MME-Unify: A Comprehensive Benchmark for Unified Multimodal Understanding and Generation Models

Wulin Xie, YiFan Zhang, Chaoyou Fu, Yang Shi, Jianshu Zeng, Bingyan Nie, Hongkai Chen, Zhang Zhang, Liang Wang

20 citations

Abstract

Unified Multimodal Large Language Models (U-MLLMs) have garnered considerable interest for their ability to seamlessly integrate generation and comprehension tasks. However, existing research lacks a unified evaluation standard, often relying on isolated benchmarks to assess these capabilities. Moreover, current work highlights the potential of “mixed-modality generation capabilities” through case studies—such as generating auxiliary lines in images to solve geometric problems, or reasoning through a problem before generating a corresponding image. Despite this, there is no standardized benchmark to assess models on such unified tasks. To address this gap, we introduce MME-Unify, also termed as MME-U, the first open and reproducible benchmark designed to evaluate multimodal comprehension, generation, and mixed-modality generation capabilities.

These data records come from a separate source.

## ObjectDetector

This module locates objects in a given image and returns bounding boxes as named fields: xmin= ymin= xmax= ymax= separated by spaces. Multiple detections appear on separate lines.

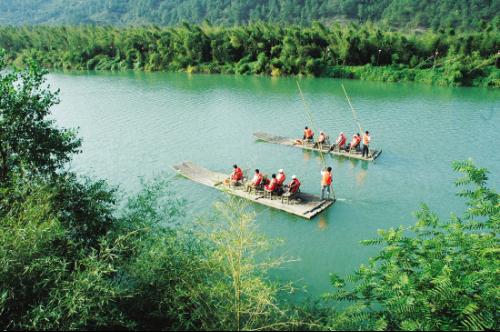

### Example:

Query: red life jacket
xmin=266 ymin=179 xmax=278 ymax=191
xmin=253 ymin=173 xmax=263 ymax=186
xmin=231 ymin=167 xmax=243 ymax=181
xmin=351 ymin=135 xmax=361 ymax=147
xmin=276 ymin=173 xmax=286 ymax=186
xmin=289 ymin=179 xmax=300 ymax=194
xmin=339 ymin=134 xmax=347 ymax=147
xmin=321 ymin=171 xmax=332 ymax=186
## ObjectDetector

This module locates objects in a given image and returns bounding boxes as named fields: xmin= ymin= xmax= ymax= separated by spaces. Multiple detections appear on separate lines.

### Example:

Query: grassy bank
xmin=0 ymin=23 xmax=500 ymax=87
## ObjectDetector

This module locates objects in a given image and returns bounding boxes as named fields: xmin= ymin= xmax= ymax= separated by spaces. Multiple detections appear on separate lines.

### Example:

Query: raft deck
xmin=174 ymin=162 xmax=335 ymax=219
xmin=253 ymin=132 xmax=382 ymax=161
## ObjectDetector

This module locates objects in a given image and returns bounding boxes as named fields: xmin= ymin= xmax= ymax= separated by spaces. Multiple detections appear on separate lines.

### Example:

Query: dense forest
xmin=0 ymin=52 xmax=500 ymax=331
xmin=0 ymin=0 xmax=500 ymax=30
xmin=0 ymin=22 xmax=500 ymax=87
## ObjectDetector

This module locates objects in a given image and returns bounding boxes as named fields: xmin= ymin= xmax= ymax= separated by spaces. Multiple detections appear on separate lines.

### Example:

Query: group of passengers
xmin=297 ymin=127 xmax=371 ymax=158
xmin=229 ymin=165 xmax=300 ymax=195
xmin=229 ymin=165 xmax=332 ymax=200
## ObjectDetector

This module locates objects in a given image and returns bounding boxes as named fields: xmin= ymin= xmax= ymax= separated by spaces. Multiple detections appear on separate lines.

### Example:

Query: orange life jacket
xmin=363 ymin=134 xmax=370 ymax=145
xmin=252 ymin=173 xmax=263 ymax=186
xmin=338 ymin=134 xmax=347 ymax=146
xmin=266 ymin=179 xmax=278 ymax=191
xmin=289 ymin=179 xmax=300 ymax=194
xmin=276 ymin=173 xmax=286 ymax=186
xmin=321 ymin=171 xmax=332 ymax=186
xmin=351 ymin=135 xmax=361 ymax=147
xmin=231 ymin=167 xmax=243 ymax=181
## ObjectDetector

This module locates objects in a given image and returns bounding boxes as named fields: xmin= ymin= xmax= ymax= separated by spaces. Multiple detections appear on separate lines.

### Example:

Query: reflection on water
xmin=50 ymin=72 xmax=500 ymax=295
xmin=356 ymin=165 xmax=368 ymax=186
xmin=318 ymin=215 xmax=328 ymax=230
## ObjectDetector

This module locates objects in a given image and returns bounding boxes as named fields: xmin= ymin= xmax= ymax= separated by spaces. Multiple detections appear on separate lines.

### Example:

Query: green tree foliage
xmin=0 ymin=22 xmax=500 ymax=87
xmin=0 ymin=0 xmax=500 ymax=29
xmin=0 ymin=54 xmax=300 ymax=330
xmin=0 ymin=50 xmax=80 ymax=181
xmin=0 ymin=56 xmax=500 ymax=330
xmin=331 ymin=161 xmax=500 ymax=330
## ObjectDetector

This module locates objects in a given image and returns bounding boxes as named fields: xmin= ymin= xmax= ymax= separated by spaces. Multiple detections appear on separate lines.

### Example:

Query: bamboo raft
xmin=253 ymin=132 xmax=382 ymax=161
xmin=174 ymin=162 xmax=335 ymax=219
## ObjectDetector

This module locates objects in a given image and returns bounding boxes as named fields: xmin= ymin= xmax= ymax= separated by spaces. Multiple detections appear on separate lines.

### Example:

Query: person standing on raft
xmin=247 ymin=169 xmax=264 ymax=192
xmin=321 ymin=167 xmax=332 ymax=200
xmin=313 ymin=131 xmax=328 ymax=148
xmin=303 ymin=127 xmax=314 ymax=141
xmin=229 ymin=165 xmax=243 ymax=185
xmin=362 ymin=130 xmax=371 ymax=158
xmin=330 ymin=132 xmax=347 ymax=151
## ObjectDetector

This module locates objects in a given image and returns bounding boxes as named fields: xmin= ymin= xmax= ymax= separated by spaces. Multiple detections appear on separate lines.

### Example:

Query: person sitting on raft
xmin=330 ymin=132 xmax=347 ymax=151
xmin=362 ymin=130 xmax=371 ymax=158
xmin=313 ymin=131 xmax=328 ymax=148
xmin=287 ymin=175 xmax=300 ymax=195
xmin=276 ymin=169 xmax=286 ymax=187
xmin=345 ymin=133 xmax=361 ymax=151
xmin=229 ymin=165 xmax=243 ymax=185
xmin=247 ymin=169 xmax=264 ymax=192
xmin=264 ymin=174 xmax=278 ymax=192
xmin=303 ymin=127 xmax=314 ymax=141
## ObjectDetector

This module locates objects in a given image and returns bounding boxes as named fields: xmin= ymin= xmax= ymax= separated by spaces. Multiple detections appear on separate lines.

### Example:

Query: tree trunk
xmin=0 ymin=142 xmax=9 ymax=180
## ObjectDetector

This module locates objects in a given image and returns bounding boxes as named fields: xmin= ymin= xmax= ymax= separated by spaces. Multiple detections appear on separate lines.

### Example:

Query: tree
xmin=0 ymin=51 xmax=81 ymax=181
xmin=331 ymin=161 xmax=500 ymax=330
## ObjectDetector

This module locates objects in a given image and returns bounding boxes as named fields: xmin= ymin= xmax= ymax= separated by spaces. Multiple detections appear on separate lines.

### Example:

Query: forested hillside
xmin=0 ymin=23 xmax=500 ymax=87
xmin=0 ymin=0 xmax=500 ymax=29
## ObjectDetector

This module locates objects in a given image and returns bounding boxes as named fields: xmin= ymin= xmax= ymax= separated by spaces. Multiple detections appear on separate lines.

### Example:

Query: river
xmin=49 ymin=72 xmax=500 ymax=296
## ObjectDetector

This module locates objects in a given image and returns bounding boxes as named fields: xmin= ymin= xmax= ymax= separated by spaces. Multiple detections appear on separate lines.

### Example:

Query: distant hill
xmin=0 ymin=0 xmax=500 ymax=30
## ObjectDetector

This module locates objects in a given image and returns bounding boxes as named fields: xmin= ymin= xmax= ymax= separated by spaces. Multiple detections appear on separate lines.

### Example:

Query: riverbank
xmin=0 ymin=24 xmax=500 ymax=88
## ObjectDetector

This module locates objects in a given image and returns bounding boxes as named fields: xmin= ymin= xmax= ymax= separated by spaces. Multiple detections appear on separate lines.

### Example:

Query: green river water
xmin=49 ymin=72 xmax=500 ymax=296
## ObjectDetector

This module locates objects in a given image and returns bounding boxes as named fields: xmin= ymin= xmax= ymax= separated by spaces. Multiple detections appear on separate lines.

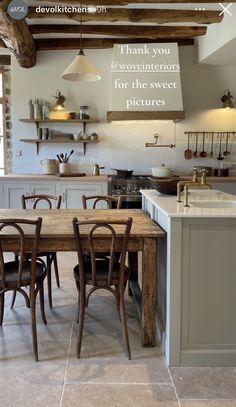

For comprehension and generation tasks, we curate a diverse set of tasks from 12 datasets, aligning their formats and metrics to develop a standardized evaluation framework. For unified tasks, we design five subtasks to rigorously assess how models’ understanding and generation capabilities can mutually enhance each other. Evaluation of 17 U-MLLMs, including Janus-Pro, Bagel, and Gemini2-Flash, reveals significant room for improvement, particularly in areas such as instruction following and image generation quality.